Les deux portraits, peints par Rembrandt au milieu du XVIIème siècle pour un couple de marchands néerlandais, avaient d'abord été proposés en 2013 au musée du Louvre par la branche française de la famille Rothschild qui désirait s'en séparer. Mais le prix de 160 millions d'euros étant trop élevé pour le musée français, les toiles s'étaient retrouvées en danger de quitter le sol européen avec des acheteurs potentiels américains ou qataris. C'est à ce moment là que les Pays-Bas, au travers du Rijksmuseum, sont entrés en jeu, faisant de l’acquisition une véritable histoire de famille. Les tableaux devaient rester européens.
Après de longs mois de discussion, un accord particulier et complexe voyait le jour, le premier du genre entre deux musées de nationalité différente. Chacun des musées, le Louvre et le Rijksmuseum a ainsi acquis un tableau, imposant par la même occasion un divorce forcé au couple qui avait fait immortalisé son union par le célèbre peintre. Et c'est là que le problème se pose. Comment faire pour éviter la séparation, si douloureuse aux yeux des conservateurs, des deux toiles qui ne forment qu'une seule et même œuvre ? C'est finalement la solution de la garde alternée qui a été choisie. Les tableaux seront exposés ensemble à tour de rôle "dans deux des plus beaux et grands musées du monde" et pourront ainsi être " présentées au plus grand nombre", selon les mots de la ministre française de la culture. Cette solution, pourtant prisée par de nombreux couples divorcés, n'a pas manqué de faire ressurgir de vieilles querelles familiales d'héritage et de patrimoine, puisque les tableaux ont été français durant de nombreuses générations mais peints par un peintre néerlandais. Cette coopération a donc été présentée sous sous différents angles selon qui traitait l'information. Si certains comme Les Echos y ont plutôt vu une captation par les Pays-Bas, seuls gagnants dans cet échange; d'autres, comme Le Monde et The Guradiran ont plutôt souligné l’aspect de partage bilatérale entre les deux pays. Mais c'est le magazine eurocitoyen Le Taurillon qui s'est le plus démarqué en offrant une analyse plus poussée, replacée dans le cadre européen.

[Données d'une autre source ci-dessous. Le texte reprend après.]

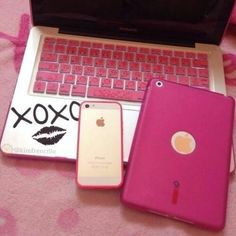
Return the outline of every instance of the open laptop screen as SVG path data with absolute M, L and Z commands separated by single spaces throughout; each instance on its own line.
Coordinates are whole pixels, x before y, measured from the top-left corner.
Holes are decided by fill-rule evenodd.
M 62 32 L 219 44 L 234 0 L 31 0 L 34 25 Z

Car en effet, outre un bel exemple de rapprochement et de coopération interculturelle entre deux pays, c'est aussi la naissance d'un patrimoine commun européen qui ressort de cette histoire. Bien que celui-ci ai déjà été défini par le traité de la Convention culturelle européenne du Conseil de l'Europe de 1954 et réaffirmé par le traité de Maastricht en 1992. Les deux œuvres d'arts sont un exemple concret d'une notion qui intègre les mentalités et les comportements. Car garder les toiles sur le sol européen, peu importe le pays, était un enjeu majeur de cette acquisition, comme l'ont soulignées les deux ministres de la culture, très présentes dans les négociations. Et si certains se sont alarmé sur le risque de politisation des musées et de la culture, Le Taurillon a quant à lui souligné un rapprochement entre les états membres de l'Union européenne qui se faisait par le bas, par des acteurs non gouvernementaux. Ce qui promet "de nouvelles perspectives de coopération européenne hors des champs politiques et économiques".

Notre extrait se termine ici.